U.S. Debt Downgrade To Affect Commercial Real Estate

Posted on August 18, 2011

The fallout from Standard & Poor’s downgrade of Uncle Sam’s credit could be a boon or a bust for the commercial real estate market, depending on how events unfold as the market enters uncharted waters.

A lower credit rating usually raises interest rates to reward investors for taking on more risk, but just the opposite happened early this week. Amid global uncertainty and Europe’s credit crisis, Treasuries were the prettiest girl at an ugly dance.

Investors dumped stocks — before a midweek rebound — and piled into safe havens like Treasuries, sending their prices soaring as rates fell to new lows. Yields are apt to stay low as the Federal Reserve pledged Tuesday to keep short-term interest rates near zero at least through mid-2013.

Low interest rates for the foreseeable future could whet appetites for buying buildings. Owners could also refinance mortgages to take advantage of lower borrowing costs.

In addition, amidst economic uncertainty, institutional investors may buy commercial real estate as a hard asset leading to greater demand, says Chris Macke, senior strategist for CoStar, a commercial real estate information company.

“It is viewed as a safe haven as a result of its tangible nature and the inability to print more of it,” Macke said. There will likely be flight to safety in high-quality, high-occupancy buildings in “gateway” markets such as New York, London, Tokyo, California’s Bay Area (San Francisco and Palo Alto in particular), Los Angeles/Orange County, Sydney, Miami, Toronto, Vancouver, Bombay, Rome, Munich, Paris, Moscow, Dubai, Istanbul, Sao Paulo, Shanghai, Singapore and Hong Kong, he added.

One Way Or Another

While paper assets like stocks may continue to sell off, commercial real estate will not fare as poorly because it remains a preferred asset class, CBRE’s Asieh Mansour and Raymond Torto wrote in a client note Tuesday.

But many factors could negatively impact demand for commercial real estate. Heightened economic worries may keep buyers and sellers sitting on the sidelines. If firms put expansion and hiring plans on hold, they may not want to lease more office space or relocate. New developments could have more difficulty getting off the ground as a result of stricter underwriting standards or lenders’ reluctance to lend.

“If a decline in business and consumer confidence persists for some time, it will delay any meaningful recovery in the U.S. economy and adversely affect the nascent recovery in property market fundamentals,” Mansour and Torto wrote. “Leasing volumes are expected to slow and the recent improvement in key performance metrics (absorption, occupancy, rents) should lose the momentum that was evident in the first half of 2011.”

The spread that lenders charge above a key U.S. Treasury rate may expand as a result of the increased market uncertainty offsetting those declines — or not, they added.

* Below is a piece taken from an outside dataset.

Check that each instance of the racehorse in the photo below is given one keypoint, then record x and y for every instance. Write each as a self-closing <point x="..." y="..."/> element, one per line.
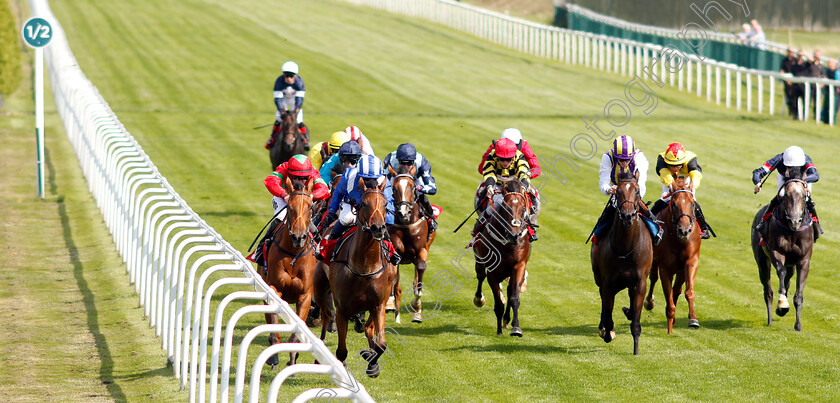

One early effect in the wake of the U.S. debt downgrade and huge stock market sell-off early this week is that some investors have gone bargain-hunting in real estate investment trusts, or REITs.

Both IBD’s 125-company Finance-Property REITs industry group and the 31-company Finance Mortgage/REIT group have jumped in rankings among the 197 groups IBD tracks — the property group to 57th and the mortgage group to 48th.

REITs’ Wild Ride

The stock market performance of each slid by double-digit percentages in the two weeks leading up to S&P’s U.S. credit downgrade announcement of late last Friday, and slipped another 8% Monday. By Thursday’s market close, though, the pair erased the week’s losses.

The overall REIT sector’s Monday drop — 9% according to SNL Financial’s data — was the largest since December 2008, a month in which it saw 19% and 15% one-day drops. Monday also marked the 12th worst day in the history of U.S. REITs. They fell to a discount of 23% to net asset value, SNL says.

During the 2008-09 bear market, prices fell to a 40% discount to net asset value, said Jason Lail, manager of real estate research at SNL.

Company fundamentals have improved dramatically since then.

“Since 2008, REITs have been working diligently to reduce leverage and clean up the books overall,” Lail said. “So they’re in much better shape to take on another recession. They’re much more prepared than they were last time.”